МИТЯ. Маша, идем отсюда!

МАША. Постой, Митя! Товарищ профессор...

МИТЯ. Да что там профессор! Профессор кислых щей!

ПРОФЕССОР. А ведь век меня благодарить будете и телеграмму пришлете.

– Ага, щас, – сказал Митя. – Прямо, прислали...

– Может, поспорим? – прищурился профессор.

– Ну да, спорить еще, – сказал Митя.

И вот тут-то он, по-видимому, и дал сгоряча обет – рисовать на родине картину и ехать на БАМ.

Но они вышли. Дул свежий ветер с Невы, по которой плыли неизвестно куда ладожский лед и обыкновенный

мусор. Степенные ленинградцы аккуратно несли свои модные авоськи. Они стояли на мосту. Дул свежий ветер с Невы. И он растрепал кудрявые Митины волосы и плотно наполнил красивую Машину юбку. Дул свежий ветер с Невы. И Митя невидяще глядел вдаль, где Петр Великий на коне со змеей прорубал окно в Европу, где бухала пушка бывшего Петропавловского каземата, и золотился купол Исаакиевского собора, свидетеля великих потрясений, и гордо реяли чайки.

Они стояли на мосту.

И вдруг Митя грубо обнял Машу. Маша ойкнула.
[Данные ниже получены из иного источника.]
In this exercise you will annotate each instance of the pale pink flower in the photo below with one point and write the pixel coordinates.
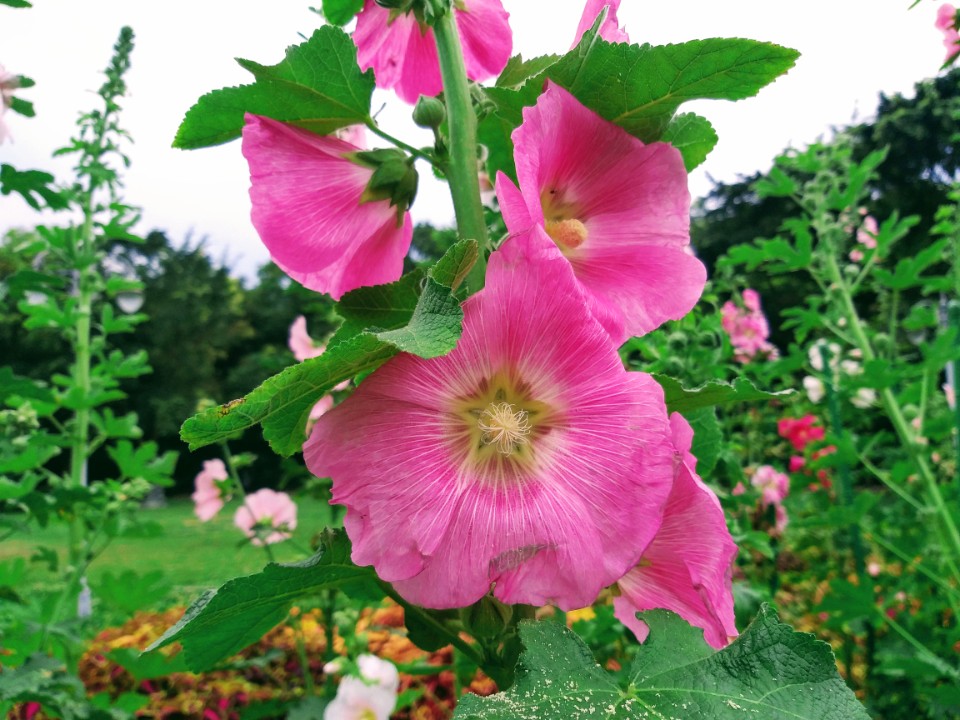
(267, 517)
(747, 327)
(403, 53)
(356, 700)
(947, 23)
(687, 568)
(867, 234)
(308, 209)
(528, 459)
(619, 211)
(300, 342)
(610, 29)
(773, 485)
(210, 490)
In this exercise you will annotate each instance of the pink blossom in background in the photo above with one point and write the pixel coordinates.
(8, 83)
(403, 53)
(610, 29)
(265, 510)
(528, 459)
(617, 209)
(209, 495)
(947, 23)
(685, 571)
(308, 210)
(800, 431)
(747, 327)
(773, 485)
(300, 342)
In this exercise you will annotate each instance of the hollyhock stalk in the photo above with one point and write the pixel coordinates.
(461, 167)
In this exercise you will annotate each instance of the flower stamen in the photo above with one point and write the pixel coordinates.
(504, 427)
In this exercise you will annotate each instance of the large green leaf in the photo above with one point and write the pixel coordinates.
(318, 86)
(716, 392)
(416, 314)
(222, 622)
(770, 672)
МИТЯ. Маша, ну что же делать-то нам? Может, бросимся отсюда вниз головой? Ведь ты любишь меня?

Маша молчала.

МИТЯ. Если действительно любишь, то – давай! За что? Почему? Зачем такая жизнь? Ведь ты любишь меня?
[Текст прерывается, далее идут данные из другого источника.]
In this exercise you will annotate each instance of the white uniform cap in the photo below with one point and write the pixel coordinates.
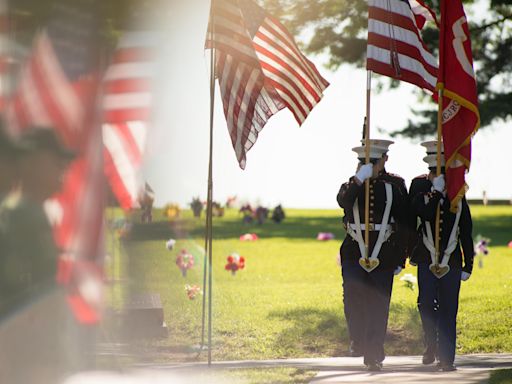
(431, 147)
(431, 160)
(378, 148)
– Давай, – шептала Маша, обмирая со страху, видя,

что и на помощь-то некого позвать, потому что уж и вечер сгустился, и нет кругом ни одной живой души, не говоря про санитара. Да и зачем звать-то? Может, правда лучше так умереть? Так спокойно, так быстро, так красиво...

А он вдруг в беспамятстве обхватил ее, потому что мелькнула где-то в небесах лисья морда профессора, и с хрустом поцеловал и вдруг резко развернул ее, и она мертвой хваткой вцепилась в чугунные перила моста, слушая его прерывистое дыхание.
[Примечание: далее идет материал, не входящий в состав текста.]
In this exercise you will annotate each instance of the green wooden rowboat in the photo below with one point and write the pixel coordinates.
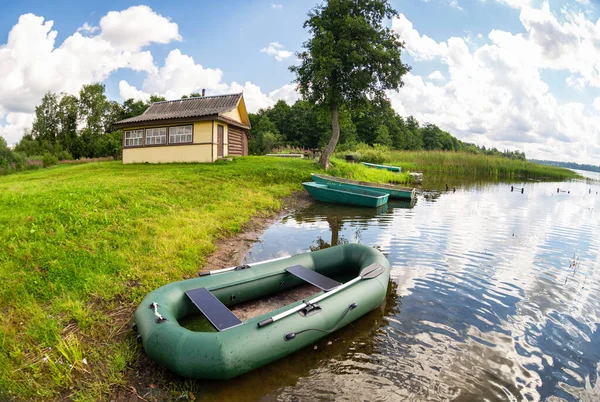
(386, 167)
(239, 347)
(395, 192)
(360, 197)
И вдруг – белый свет сначала померк в ее глазах, а потом разгорелся, и – зеленая вспышка, зеленые вспышки в такт его движениям, и сладкий стал свет на воде, будто кто-то шел по воде, и от него стал свет, и свет нарастал от того, кто шел по воде, а потом – атомный взрыв света. Ослепительный свет взорвался и поглотил все живое вокруг. Он взрывался больно и блаженно. Он взрывался блаженно-о...

– О-о-о, – сказала она.

– Что? – хрипло спросил он.

– О-о-о, – говорила она.

– Что? – спрашивал он.

Она оглядывалась, она оглядывалась и все ловила, ловила воздух открытым ртом.

– Что? Что? – все спрашивал и спрашивал он.

– О-о-о, милый, я люблю тебя, – наконец сказала она.

Вот так, дорогой друг, на такой высокой ноте и закончил Виктор Парфентьевич свое правдивое повествование. После чего, схватившись за щеку и требуя еще водки, стал нести уж и совсем несусветную чепуху, что он-де и есть этот самый Митя. А когда я ему напомнил, что Митя уехал на БАМ, то он закричал, что он тоже едет на БАМ, что все туда едут, у кого есть совесть, в отличие от меня, который больше не дает ему водки. И тут только я, зачарованный его таинственным рассказом, догадался, что он под шумок выпил всю нашу оставшуюся водку. Я страшно возмутился, обвинил его в нечестности и сказал, что таким, как он, в хорошем месте крепко бьют морду.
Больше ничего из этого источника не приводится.